February 7, 2007
Stock Option Valuation
Last week, the Securities and Exchange Commission approved securities proposed by Zions Bancorp (a Utah banking group) that are designed to value the company's executive stock options. Now that executive stock options must be expensed on the income statement, companies struggle to value them accurately. Most valuation numbers come from the application of complex and obtuse academic formula, originating with the Black-Scholes method, that most company managers believe overvalue the options. In an effort to secure a market-driven valuation, companies have made an effort to float securities tied to executive option payouts. What the market pays for the securities is what the options are worth. Companies believe market driven values will be significantly lower than the values produced by the formula. The securities are complex because the option payouts are delayed, the options vest in the future, and are contingent, the employee must stay on the job. Cisco has tried a proposal and the SEC rejected it; Zion's proposal has been accepted. The financial community will watch and if it works, many many more companies will do it. Of interest is the commentary on the securities. Everyone knows the risks -- the new securities will be thinly traded and this is of concern. The company worries that competitors (or critics) Will drive up the value of the securities by manipulated purchases; academics and competitors worry that the company with drive down the value of the securities by manipulated short positions. Each side knows what the other can do with a thin trading market and assumes that they will do it. The SEC will have to be on its toes to check for market manipulation efforts.
February 6, 2007
A student approached me yesterday with an opinion that the economy was in "terrible" shape. According to opinion polls, his view is not unusual. Only 40 percent of those surveyed in a NBC/Wall Street Journal poll approve of Bush's handling of the domestic economy.
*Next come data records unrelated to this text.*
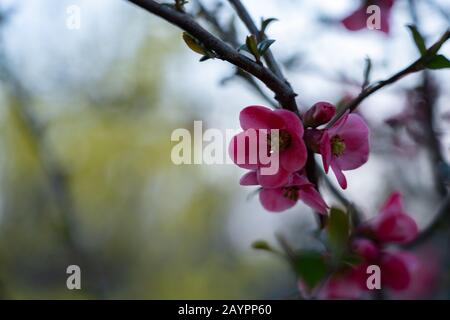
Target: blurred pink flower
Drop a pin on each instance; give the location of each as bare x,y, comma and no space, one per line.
358,19
345,146
290,148
349,284
393,224
298,188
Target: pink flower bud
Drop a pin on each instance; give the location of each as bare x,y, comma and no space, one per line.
319,114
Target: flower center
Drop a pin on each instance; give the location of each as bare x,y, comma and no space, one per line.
282,143
337,146
291,193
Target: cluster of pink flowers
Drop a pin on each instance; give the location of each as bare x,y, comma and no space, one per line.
343,146
399,268
357,20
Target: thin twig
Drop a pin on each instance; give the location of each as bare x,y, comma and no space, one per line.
283,92
418,65
244,15
229,35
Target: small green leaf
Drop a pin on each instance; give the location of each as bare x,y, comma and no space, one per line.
265,23
261,245
438,62
193,44
418,39
264,45
311,267
244,48
367,71
338,230
252,45
352,259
Yet the statistics show otherwise: The economy grew 3.5% in the fourth quarter of last year (beating expectations), inflation is at a low 2.1% annual rate, unemployment is at 4.6%, oil prices are coming down (from a high of $77 a barrel to around $55 a barrel), and stock market indexes are setting new all time highs. To put this in perspective, the unemployment rate last year, averaging 4.5 percent, has been at such low levels only once in the past fifty years (from 1965 to 1969). Why the pessimism, when there was optimism during the 90s when unemployment rates were significantly higher (over 6.4 percent)?
Bush on SOX
President Bush, in his speech on Wall Street, attacked excessive executive salaries but also praised the efforts of Treasury Secretary Henry Paulson to roll back Section 404 of Sarbanes-Oxley. Following the lead of several in Congress, Bush said we don't need to change the statute we need only to change how the law is "implemented" (i.e. the agency rules - both from the SEC and the PCAOB- that implement the statute).
Data on Income Inequality
The best description of the data on the degree of income inequality in the United States comes from the book by Alan Reynolds, Income an Wealth (Greenwood Press, 2006). He takes a careful look at the data and concludes that the percent of income claimed by the top 1% earners in the United States has not increased since 1988 but has decreased. His columns in the Wall Street Journal of February 6, 2007 and Dec. 16, 2006 explain why popular studies on which the press bases its claims on increasing income inequality are flawed. The core of his claim is that raw income tax data is misleading and once one adds in various other assumptions to make the data more usable, the assumptions are critical and often loony. The Congressional Budget Office study for example, added an assumed percentage of capital ownership to the top 1%, and the assumed percentage itself increases with time, leading, naturally to an increase in the income of the top 1%'s income. The CBO study also shows, for example, that raw disposable income of the top 1% did not increase from 1988 to 2003 (the 2004 data reflects a new lower tax on capital gains). Many simply want to believe that the rich are getting richer, it is a convenient political argument; but a careful dissection of the data shows, at minimum, that the position is contested.